Outro aspecto curioso é que a última vitória da Seleção Brasileira numa Copa do Mundo foi a conquista do pentacampeonato, em 2002, ano em que o Lula venceu a eleição para presidente pela primeira vez. Agora o Lula foi eleito de novo. Caso que, para os torcedores com tendências ao misticismo, pode alimentar uma esperança de os nossos garotos saírem do Catar com a taça do Hexa.

Tenho uma leve impressão que o povo brasileiro vem perdendo o entusiasmo com a nossa seleção, principalmente depois do fiasco de 2014. A vergonha pesou mais ainda por ser o Brasil o anfitrião de tão importante certame.
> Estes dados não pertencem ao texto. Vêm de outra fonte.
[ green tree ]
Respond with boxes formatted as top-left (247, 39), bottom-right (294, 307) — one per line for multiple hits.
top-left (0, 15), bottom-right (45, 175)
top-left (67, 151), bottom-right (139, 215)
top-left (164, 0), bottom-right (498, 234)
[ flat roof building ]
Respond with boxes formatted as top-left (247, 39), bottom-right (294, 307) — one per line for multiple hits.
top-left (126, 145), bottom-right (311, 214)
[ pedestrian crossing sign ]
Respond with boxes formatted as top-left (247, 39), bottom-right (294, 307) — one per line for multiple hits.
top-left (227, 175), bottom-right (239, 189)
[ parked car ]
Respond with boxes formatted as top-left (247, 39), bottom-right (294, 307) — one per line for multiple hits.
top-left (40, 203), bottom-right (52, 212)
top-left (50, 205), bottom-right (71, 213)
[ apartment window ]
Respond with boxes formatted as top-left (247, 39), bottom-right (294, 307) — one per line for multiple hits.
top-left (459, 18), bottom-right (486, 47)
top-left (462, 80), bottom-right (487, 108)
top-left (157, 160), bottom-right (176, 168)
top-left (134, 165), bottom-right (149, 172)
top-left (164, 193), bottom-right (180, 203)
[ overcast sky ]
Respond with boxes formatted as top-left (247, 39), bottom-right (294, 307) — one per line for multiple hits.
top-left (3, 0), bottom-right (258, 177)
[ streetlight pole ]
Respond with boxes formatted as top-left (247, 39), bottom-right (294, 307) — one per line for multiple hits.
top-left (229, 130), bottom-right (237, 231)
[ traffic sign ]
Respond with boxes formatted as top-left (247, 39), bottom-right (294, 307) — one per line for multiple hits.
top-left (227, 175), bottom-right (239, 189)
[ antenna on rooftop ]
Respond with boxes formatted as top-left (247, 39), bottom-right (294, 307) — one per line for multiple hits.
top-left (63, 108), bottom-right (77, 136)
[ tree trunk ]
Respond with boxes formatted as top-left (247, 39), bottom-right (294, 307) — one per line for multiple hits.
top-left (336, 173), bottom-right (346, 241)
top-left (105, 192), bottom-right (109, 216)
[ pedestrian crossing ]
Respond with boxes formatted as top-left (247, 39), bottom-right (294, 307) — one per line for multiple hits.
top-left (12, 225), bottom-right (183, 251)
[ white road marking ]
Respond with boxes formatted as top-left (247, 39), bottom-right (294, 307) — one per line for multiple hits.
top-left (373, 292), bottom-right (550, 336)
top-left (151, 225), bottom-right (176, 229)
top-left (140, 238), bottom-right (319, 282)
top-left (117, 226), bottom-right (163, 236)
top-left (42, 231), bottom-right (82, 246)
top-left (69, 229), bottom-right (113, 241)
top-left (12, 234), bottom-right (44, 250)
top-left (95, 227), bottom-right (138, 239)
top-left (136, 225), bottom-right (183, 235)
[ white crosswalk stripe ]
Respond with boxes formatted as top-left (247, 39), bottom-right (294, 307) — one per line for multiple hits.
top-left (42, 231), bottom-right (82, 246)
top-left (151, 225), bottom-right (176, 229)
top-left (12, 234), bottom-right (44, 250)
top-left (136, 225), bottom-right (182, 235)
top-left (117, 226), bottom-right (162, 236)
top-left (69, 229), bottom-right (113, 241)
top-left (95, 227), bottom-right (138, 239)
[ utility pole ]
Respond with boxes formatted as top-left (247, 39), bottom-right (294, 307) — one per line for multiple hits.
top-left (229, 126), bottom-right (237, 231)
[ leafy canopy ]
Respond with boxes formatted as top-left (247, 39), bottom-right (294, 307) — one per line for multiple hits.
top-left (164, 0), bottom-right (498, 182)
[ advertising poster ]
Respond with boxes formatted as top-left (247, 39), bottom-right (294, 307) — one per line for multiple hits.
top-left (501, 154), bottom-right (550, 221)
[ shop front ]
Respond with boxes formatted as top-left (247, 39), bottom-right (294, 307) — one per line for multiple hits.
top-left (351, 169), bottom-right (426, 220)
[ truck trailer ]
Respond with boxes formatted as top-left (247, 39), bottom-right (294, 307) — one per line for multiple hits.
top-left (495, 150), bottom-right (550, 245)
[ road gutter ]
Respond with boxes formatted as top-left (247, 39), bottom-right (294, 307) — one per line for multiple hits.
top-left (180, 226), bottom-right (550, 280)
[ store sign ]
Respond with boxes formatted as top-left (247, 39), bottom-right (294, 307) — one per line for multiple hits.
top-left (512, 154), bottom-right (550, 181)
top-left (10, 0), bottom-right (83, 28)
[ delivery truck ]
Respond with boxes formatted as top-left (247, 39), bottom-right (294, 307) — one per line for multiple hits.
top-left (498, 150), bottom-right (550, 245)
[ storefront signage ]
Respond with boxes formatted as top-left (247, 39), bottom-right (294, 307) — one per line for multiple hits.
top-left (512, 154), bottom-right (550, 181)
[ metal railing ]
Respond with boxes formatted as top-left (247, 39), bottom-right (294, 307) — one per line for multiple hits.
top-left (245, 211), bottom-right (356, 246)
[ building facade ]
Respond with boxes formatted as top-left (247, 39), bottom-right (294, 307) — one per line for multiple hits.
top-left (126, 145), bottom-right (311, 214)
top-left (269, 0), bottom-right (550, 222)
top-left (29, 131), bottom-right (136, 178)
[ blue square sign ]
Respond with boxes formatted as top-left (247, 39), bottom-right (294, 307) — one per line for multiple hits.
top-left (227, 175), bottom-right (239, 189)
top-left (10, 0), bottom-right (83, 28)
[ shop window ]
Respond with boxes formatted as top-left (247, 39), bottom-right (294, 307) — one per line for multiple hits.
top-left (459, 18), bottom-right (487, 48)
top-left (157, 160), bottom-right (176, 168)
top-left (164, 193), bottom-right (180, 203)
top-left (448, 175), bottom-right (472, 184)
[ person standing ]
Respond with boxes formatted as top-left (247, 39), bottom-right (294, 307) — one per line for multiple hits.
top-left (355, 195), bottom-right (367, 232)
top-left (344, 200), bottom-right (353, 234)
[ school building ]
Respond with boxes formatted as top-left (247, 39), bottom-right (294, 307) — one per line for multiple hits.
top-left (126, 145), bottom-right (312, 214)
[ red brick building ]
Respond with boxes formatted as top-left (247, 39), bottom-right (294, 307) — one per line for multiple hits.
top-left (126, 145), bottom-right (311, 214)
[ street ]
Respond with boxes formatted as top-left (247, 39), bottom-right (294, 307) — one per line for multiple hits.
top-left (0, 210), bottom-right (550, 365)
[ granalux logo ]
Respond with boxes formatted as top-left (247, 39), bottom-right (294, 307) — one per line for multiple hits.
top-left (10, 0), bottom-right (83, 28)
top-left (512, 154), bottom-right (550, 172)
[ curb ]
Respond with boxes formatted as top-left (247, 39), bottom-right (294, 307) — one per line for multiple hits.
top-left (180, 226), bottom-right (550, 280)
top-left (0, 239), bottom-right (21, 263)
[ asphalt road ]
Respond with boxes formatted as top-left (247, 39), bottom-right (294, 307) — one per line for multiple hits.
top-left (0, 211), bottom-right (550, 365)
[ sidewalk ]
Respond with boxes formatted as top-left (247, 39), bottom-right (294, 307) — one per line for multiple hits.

Mas, a aversão ao escrete canarinho, como se dizia antigamente, se tornou mais ampla e forte depois que os eleitores do Bolsonaro se apropriaram da camiseta verde-amarela e a transformaram em um símbolo do fascismo tupiniquim. Hoje muita gente se sente constrangida em reverenciar os símbolos da pátria, por medo de ser confundida com aqueles que clamam por uma intervenção militar e pela volta da ditadura. E o pior é que esse alinhamento com a extrema-direita atingiu alguns membros do grupo auriverde, o que justifica o desânimo que substituiu o entusiasmo de anos anteriores.

Por outro lado, vejo que seria uma ótima oportunidade para recuperar aquela paixão de outrora. Aquela relação tão íntima entre o brasileiro e seu time preferido. E, apesar de a maioria dos atletas serem apoiadores do presidente derrotado, sempre se pode fazer uma ligação entre a vitória no Catar como uma homenagem ao presidente eleito de novo.

Esse é um desejo meu, e talvez por isso eu continue acreditando e torcendo pela nossa tão celebrada Seleção Brasileira de Futebol. Mesmo que meu interesse pelo esporte só se manifeste de quatro em quatro anos. E apesar do engajamento ideológico dos jogadores. Assim é o futebol e a política.